Apple_Store duplicated data

Hello there,
I am performing the data cleaning in the first project of the course.
I found duplicated apps name in the Applestore dataset.
I know that reading the discussion they are not actual duplicate, however I wanted to be able to verify it myself.

I am now in front of an obstacle. How do I find out in which of the row in my dataset are positioned those 4 apps with duplicate name?
if I run a loop searching in the dataset it always analyse the columns while I need to print the corresponding row so I can read all the characteristic of that app.
Does it make sense what I am after?

Many thanks

You could try locating the pd.DataFrame.index to get the index of specific slice.Screenshot 2020-06-13 at 17.54.04

or beforehand, fetching theese specific data:Screenshot 2020-06-13 at 17.57.35

Hello @greta.meroni, welcome to DQ community!

To find the duplicated apps names in the Applestore dataset, use the code below:

duplicate = []
unique = []

for app in ios: ##note that ios is the name of the variable holding my Applestore dataset
    name = app[1]
    if name not in unique:
        unique.append(name)
    else:
        duplicate.append(name)
        
print("Number of duplicate apps: ", len(duplicate))
print('\n')
print("Examples of duplicate apps: ", duplicate[:10])

Output:

Number of duplicate apps:  2

Examples of duplicate apps:  ['Mannequin Challenge', 'VR Roller Coaster']

To find out which row in your dataset contains the apps with the duplicate name of ''Mannequin Challenge':

for app in ios: ##note that ios is the name of the variable holding my Applestore dataset
    name = app[1]
    if name == "Mannequin Challenge":
        print(app)

Output:

['1173990889', 'Mannequin Challenge', '109705216', 'USD', '0.0', '668', '87', '3.0', '3.0', '1.4', '9+', 'Games', '37', '4', '1', '1']
['1178454060', 'Mannequin Challenge', '59572224', 'USD', '0.0', '105', '58', '4.0', '4.5', '1.0.1', '4+', 'Games', '38', '5', '1', '1']

You can do the same for 'VR Roller Coaster' by replacing "Mannequin Challenge in the code above with 'VR Roller Coaster'. You can then check through the rows to read all the characteristics of that app to verify that they are not actual duplicates.
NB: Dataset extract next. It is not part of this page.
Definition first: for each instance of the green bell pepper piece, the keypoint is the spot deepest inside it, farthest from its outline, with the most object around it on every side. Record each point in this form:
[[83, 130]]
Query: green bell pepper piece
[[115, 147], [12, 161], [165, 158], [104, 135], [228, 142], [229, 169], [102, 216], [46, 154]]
Let me know if this answers your questions.

Thank you for your reply! Also thank you @kakoori.

I have used the same code to find the duplicate name files (that is how I came to the realisation there might be duplicate data).
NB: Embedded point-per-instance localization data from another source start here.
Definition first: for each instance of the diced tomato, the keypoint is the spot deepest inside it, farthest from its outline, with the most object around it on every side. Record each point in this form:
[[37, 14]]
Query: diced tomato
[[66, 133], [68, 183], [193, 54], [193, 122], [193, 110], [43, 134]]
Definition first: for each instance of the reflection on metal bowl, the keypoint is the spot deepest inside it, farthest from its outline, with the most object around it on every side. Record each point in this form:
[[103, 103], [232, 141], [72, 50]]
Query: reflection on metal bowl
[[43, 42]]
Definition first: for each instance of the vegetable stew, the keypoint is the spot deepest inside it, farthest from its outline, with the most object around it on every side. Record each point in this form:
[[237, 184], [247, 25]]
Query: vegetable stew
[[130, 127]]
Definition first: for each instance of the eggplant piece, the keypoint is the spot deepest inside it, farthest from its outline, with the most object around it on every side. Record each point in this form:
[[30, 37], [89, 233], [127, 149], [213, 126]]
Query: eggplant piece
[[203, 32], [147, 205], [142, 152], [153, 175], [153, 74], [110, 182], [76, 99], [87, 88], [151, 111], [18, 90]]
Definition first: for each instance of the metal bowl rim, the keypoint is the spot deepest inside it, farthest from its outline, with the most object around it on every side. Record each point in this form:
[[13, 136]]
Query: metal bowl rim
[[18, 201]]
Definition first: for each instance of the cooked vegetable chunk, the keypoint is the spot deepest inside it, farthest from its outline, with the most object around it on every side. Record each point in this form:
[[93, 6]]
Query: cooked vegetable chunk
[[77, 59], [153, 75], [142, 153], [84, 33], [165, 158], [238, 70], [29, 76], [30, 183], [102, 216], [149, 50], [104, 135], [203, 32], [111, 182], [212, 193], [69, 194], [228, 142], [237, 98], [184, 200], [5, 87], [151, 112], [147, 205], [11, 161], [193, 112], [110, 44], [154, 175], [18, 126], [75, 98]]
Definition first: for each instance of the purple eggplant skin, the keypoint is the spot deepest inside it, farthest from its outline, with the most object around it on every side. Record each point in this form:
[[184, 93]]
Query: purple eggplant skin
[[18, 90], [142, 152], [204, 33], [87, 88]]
I also printed the row in which they belong (with the extra information like ‘Size’ for example)
Reading the dataset discussion and seeing the data it looks like they are not duplicate. However I wondered if I wanted to exclude them from the analysis how do I get the index of their row in the big dataset (that I believe you called iOS)??

every loop I tried always reads from column and not from row.
for example index 1 is the name
index 2 is the size. etc
I wanted to read in vertical if that makes sense.
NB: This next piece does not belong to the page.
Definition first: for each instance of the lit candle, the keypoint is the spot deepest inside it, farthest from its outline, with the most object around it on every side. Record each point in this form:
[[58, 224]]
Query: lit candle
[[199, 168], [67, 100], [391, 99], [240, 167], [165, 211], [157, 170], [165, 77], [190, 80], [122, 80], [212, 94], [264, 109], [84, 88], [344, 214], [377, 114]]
Thanks for your help both of you!

1 Like

@greta.meroni,

To get the index of the rows with duplicate app name of 'Mannequin Challenge' in the big dataset:

for i, app in enumerate(ios):
   name = app[1]
   if name == "Mannequin Challenge":
       print("Row Index of: ", app, "is" , i)

To get the column index and its corresponding value for each row with dupliacte name of "Mannequin Challenge":

for app in ios:
    name = app[1]
    if name == "Mannequin Challenge":
        for column_index, value in enumerate(app):
            print(column_index,value)
        print("\n")

Let me know if this helps.

@greta.meroni

The .index method will return the indexes of the data it’s used upon.

So, to exclude these data from your loop, one could change the iterator, e.g.

# Get all indexes
all_indexes = ios.index

# Get the indexes of some data (e.g. apps with duplicate names)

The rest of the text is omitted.